MUMBAI (TIP): To ease the current liquidity crunch which could also help in lowering yields, the RBI on February 25 announced it will infuse up to Rs 12,000 crore into the market through open market operations (OMOs) on March 3.
At times, the central bank uses these OMO purchases to buy back government securities (G-secs) from the market, which infuses liquidity into the system and helps soften yields in the gilt market. From December 7 last year, the RBI has already infused Rs 30,000 crore into the system through OMOs. In addition, the government has also infused liquidity by buying back G-secs and inflation-indexed bonds worth about Rs 36,500 crore in the last three months.
Surprisingly, however, the central bank did not announce the tenures of the G-secs that it will purchase through the OMO on March 3. “The securities identified for the OMO would be announced in due course,” the RBI notice said.
Bond dealers feel this may be an indication that the government is likely to overshoot its 3.5% fiscal deficit target for 2016-17 when it announces the budget on Monday. In such a situation, under normal circumstances, soon after the announcement of the fiscal deficit numbers the bond market would have faced strong selling pressure due to expected higher borrowing by the government next fiscal.
However, “by not announcing the papers it would buy in the OMO, the RBI is keeping a check on bond market players from selling aggressively after the budget”, according to a bond market analyst. If bond market players sell and the RBI announces it will buy back some of the most sold papers, the traders would suffer a loss. And hence, bond dealers would be fearful of selling even if the fiscal deficit numbers disappoint the market.

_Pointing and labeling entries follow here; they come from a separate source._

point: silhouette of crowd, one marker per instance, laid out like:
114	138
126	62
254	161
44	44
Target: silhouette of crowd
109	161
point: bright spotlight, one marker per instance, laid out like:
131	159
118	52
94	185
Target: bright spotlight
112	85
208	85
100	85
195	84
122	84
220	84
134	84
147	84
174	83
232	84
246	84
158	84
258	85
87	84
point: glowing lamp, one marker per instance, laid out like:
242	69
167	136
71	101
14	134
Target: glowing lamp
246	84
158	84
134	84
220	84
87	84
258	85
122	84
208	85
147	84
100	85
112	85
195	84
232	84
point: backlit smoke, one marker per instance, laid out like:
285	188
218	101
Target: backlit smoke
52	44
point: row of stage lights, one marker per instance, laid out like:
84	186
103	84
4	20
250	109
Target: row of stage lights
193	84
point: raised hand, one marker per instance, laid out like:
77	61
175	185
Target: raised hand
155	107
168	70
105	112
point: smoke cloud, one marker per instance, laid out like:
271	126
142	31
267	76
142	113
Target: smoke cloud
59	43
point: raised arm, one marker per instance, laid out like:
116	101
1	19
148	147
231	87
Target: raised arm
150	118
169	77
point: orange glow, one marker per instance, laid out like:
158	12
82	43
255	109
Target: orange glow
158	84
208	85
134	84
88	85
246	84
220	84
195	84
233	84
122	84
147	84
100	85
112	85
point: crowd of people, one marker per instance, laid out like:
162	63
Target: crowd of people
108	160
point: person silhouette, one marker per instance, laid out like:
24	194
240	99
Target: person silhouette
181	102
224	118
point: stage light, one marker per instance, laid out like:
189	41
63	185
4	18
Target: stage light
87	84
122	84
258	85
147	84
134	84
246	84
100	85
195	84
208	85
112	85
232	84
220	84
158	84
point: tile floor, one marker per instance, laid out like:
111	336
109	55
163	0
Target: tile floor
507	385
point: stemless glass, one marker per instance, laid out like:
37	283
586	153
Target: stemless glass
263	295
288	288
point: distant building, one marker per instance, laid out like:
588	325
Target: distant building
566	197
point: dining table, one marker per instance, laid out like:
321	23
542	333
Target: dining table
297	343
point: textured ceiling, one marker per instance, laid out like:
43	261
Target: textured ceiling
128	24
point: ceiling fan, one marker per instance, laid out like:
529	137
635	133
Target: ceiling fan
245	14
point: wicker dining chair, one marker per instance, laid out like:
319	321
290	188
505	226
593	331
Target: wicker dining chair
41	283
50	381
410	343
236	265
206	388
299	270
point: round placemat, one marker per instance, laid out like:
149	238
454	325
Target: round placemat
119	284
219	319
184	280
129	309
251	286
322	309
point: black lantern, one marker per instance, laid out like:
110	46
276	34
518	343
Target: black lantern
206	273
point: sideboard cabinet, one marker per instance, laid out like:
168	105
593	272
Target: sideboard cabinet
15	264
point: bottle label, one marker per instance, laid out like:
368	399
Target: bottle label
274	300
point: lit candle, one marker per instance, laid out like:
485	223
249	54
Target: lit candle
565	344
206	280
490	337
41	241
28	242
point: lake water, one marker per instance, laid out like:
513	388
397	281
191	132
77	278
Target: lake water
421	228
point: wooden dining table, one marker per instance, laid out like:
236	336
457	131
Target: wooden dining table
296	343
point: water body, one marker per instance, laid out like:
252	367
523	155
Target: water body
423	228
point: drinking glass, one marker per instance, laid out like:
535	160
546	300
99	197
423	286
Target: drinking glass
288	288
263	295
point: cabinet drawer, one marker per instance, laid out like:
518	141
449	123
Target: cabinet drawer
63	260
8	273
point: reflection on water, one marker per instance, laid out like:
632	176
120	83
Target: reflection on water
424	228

The RBI’s decision for an OMO came on the back of a sharp rise in yields for G-secs across the board and also state loan papers. On Tuesday, yields on state loans had shot up to 8.88%, a 15-month high, while on Thursday in the G-sec market, all but one paper with tenures of more than four years went past the psychologically important 8% mark. The only paper, the new 10-year paper, closed at 7.86% -a life high for it, since very less floating stock of this bond is available in the market, bond dealers said.